In the past, I've used both a store-bought sauce and a favorite cooked pizza sauce with that dough, but a couple months back I found a new sauce I just love, and to simplify things further, it's a no-cook sauce that's both quick and easy, and delicious. It came from a cookbook I received last Christmas from Santa, along with a Ninja brand blender to replace a duct taped blender I had been using. I kid you not.
I had dropped the glass pitcher to my blender, breaking the handle and leaving exposed sharp edges at the top and bottom of where the handle once was. But the motor was fine, so I literally wrapped duct tape on the edges of the broken glass and continued using it. Even for me, that might be carrying the "use it up, wear it out" thing a little too far, but I'll be honest with you here. There's duct tape holding the handle of my old KitchenAid food processor together too.

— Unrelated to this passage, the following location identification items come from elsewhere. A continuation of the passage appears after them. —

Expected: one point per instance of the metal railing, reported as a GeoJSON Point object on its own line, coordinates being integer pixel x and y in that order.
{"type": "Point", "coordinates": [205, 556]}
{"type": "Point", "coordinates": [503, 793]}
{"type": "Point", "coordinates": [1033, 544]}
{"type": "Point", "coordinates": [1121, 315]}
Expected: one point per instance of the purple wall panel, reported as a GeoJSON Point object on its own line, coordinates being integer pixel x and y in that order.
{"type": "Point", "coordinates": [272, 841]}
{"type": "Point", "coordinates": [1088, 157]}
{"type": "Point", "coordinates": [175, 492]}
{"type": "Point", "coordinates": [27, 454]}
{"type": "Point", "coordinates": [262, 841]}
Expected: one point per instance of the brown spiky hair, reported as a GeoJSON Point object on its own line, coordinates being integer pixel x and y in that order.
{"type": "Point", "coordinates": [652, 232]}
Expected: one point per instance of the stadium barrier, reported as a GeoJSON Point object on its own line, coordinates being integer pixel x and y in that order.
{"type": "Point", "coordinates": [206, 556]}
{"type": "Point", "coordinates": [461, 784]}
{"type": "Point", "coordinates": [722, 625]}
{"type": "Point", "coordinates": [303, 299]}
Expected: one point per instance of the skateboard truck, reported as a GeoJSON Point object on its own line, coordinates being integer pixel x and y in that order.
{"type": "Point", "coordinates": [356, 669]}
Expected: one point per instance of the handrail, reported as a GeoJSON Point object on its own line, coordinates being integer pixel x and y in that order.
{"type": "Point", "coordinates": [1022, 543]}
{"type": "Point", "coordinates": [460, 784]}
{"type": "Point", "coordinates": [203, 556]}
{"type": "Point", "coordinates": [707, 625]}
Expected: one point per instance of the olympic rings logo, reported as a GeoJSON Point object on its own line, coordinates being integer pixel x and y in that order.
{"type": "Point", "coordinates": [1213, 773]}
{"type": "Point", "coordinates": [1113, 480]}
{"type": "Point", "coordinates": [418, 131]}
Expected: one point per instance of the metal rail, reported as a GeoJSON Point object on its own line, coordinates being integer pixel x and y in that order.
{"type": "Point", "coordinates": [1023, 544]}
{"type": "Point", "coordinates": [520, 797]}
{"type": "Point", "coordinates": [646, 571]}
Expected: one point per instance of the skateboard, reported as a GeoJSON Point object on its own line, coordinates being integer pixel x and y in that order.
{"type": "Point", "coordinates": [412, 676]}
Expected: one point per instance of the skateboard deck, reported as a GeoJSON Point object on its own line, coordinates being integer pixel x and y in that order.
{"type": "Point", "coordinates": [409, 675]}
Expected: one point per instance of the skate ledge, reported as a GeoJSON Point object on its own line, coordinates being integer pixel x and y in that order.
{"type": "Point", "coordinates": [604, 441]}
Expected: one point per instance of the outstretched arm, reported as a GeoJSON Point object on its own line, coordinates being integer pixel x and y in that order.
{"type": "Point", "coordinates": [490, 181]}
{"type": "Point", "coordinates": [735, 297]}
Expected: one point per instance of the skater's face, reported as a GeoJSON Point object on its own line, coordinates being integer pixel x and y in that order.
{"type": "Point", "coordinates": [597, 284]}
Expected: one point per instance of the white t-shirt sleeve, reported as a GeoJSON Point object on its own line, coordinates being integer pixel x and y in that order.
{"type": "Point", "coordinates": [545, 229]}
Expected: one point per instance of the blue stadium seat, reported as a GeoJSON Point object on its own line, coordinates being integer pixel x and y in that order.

And, yes, I am absolutely the kind of woman who not only loves to receive kitchen appliances for Christmas, but who actually asks for them. I told my husband the other day that I'd much rather he bring me home a basket of fresh veggies from a roadside stand, than flowers or some trinket - including jewelry I don't wear. 99.9% of the time I don't even wear my wedding rings because I'm in the kitchen cooking so much, that often on those rare occasions that I leave the house, I don't even remember to put them on then either.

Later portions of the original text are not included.